Large language models can be fine-tuned with engineered prompts to generate drug-like molecules with user-specified properties.

A machine-rendered reading of the paper's core claim, the machinery that carries it, and where it could break.

The paper establishes that large language models can be transformed via supervised fine-tuning of engineered prompts into SmileyLlama, which explores chemical space to produce valid and novel drug molecules. This matters to a sympathetic reader because it lets users direct molecule generation through familiar language interfaces rather than relying on separate specialized models or chatbots with only general chemistry knowledge.

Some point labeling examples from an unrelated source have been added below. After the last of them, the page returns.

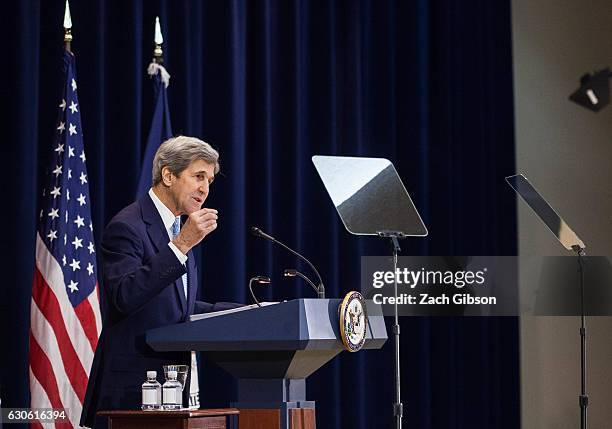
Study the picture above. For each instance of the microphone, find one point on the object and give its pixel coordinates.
(259, 233)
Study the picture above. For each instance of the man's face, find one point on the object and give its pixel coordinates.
(190, 189)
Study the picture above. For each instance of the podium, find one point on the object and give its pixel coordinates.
(182, 419)
(271, 351)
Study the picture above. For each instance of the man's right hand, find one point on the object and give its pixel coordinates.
(198, 225)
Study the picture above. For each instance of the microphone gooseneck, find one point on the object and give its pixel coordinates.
(259, 233)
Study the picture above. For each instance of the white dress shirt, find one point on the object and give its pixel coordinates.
(168, 219)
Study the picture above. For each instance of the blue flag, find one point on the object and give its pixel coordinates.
(160, 130)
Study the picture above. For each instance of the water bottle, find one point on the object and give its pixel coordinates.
(151, 392)
(173, 392)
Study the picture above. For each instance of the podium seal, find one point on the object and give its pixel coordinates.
(353, 321)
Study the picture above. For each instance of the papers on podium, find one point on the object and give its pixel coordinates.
(201, 316)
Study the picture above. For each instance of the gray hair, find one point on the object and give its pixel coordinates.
(177, 153)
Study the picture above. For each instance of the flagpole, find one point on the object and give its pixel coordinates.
(158, 53)
(67, 28)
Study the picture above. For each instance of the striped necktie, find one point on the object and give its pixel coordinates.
(176, 227)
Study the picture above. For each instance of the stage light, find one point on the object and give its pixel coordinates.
(594, 91)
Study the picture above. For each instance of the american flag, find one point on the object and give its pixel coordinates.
(65, 310)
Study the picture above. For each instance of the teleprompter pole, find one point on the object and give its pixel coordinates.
(398, 407)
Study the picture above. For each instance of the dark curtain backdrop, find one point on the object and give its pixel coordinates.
(271, 83)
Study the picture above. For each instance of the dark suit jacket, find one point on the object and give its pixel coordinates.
(142, 290)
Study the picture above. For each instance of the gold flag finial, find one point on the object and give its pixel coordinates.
(159, 39)
(67, 27)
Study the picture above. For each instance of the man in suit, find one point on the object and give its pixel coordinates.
(150, 275)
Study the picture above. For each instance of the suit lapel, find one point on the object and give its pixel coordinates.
(159, 238)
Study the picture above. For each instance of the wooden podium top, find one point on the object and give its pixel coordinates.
(173, 414)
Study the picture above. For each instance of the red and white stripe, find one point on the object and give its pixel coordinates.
(63, 339)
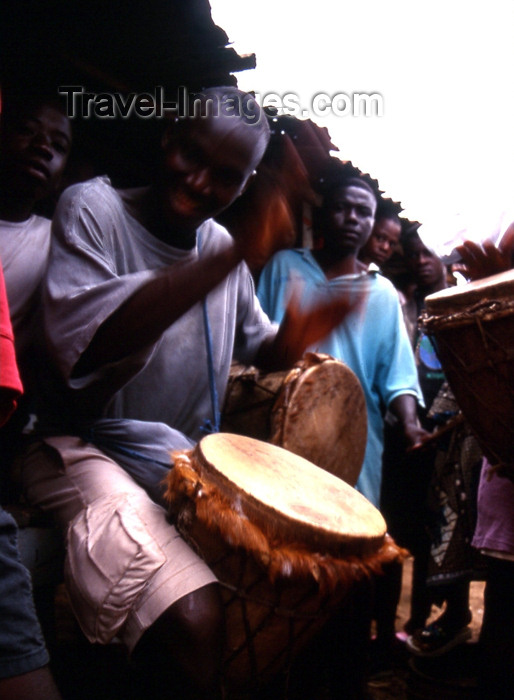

The work further applies direct preference optimization both to tighten prompt adherence and to support an optimization loop for molecules with desired 3D shapes and strong binding to targets. A reader cares about the outcome because the same base model keeps most of its original language abilities while performing the chemical task.

Core claim

By training an LLM to speak directly as a chemical language model through supervised fine-tuning on engineered prompts, SmileyLlama reliably generates molecules that match user-specified properties. Direct preference optimization strengthens adherence to those prompts and integrates into a reinforcement learning setup that favors molecules with optimized conformations and high binding affinity. The resulting system is benchmarked against both general pre-trained language models and chemical language models trained from scratch, while the overall supervised fine-tuning plus preference optimization approach is presented as extensible beyond drug discovery.

What carries the argument

Supervised fine-tuning of engineered prompts combined with direct preference optimization, which converts the LLM into SmileyLlama for directed molecular generation.

If this is right

  • SmileyLlama produces valid and novel drug-like molecules at rates comparable to or better than chemical language models trained from scratch.
  • Direct preference optimization inside the iMiner framework yields molecules with improved 3D conformations and higher binding affinity to chosen targets.
  • The model continues to handle ordinary natural language queries alongside its chemical generation task.
  • The supervised fine-tuning and direct preference optimization steps can be applied to other chemical, biological, or materials generation problems.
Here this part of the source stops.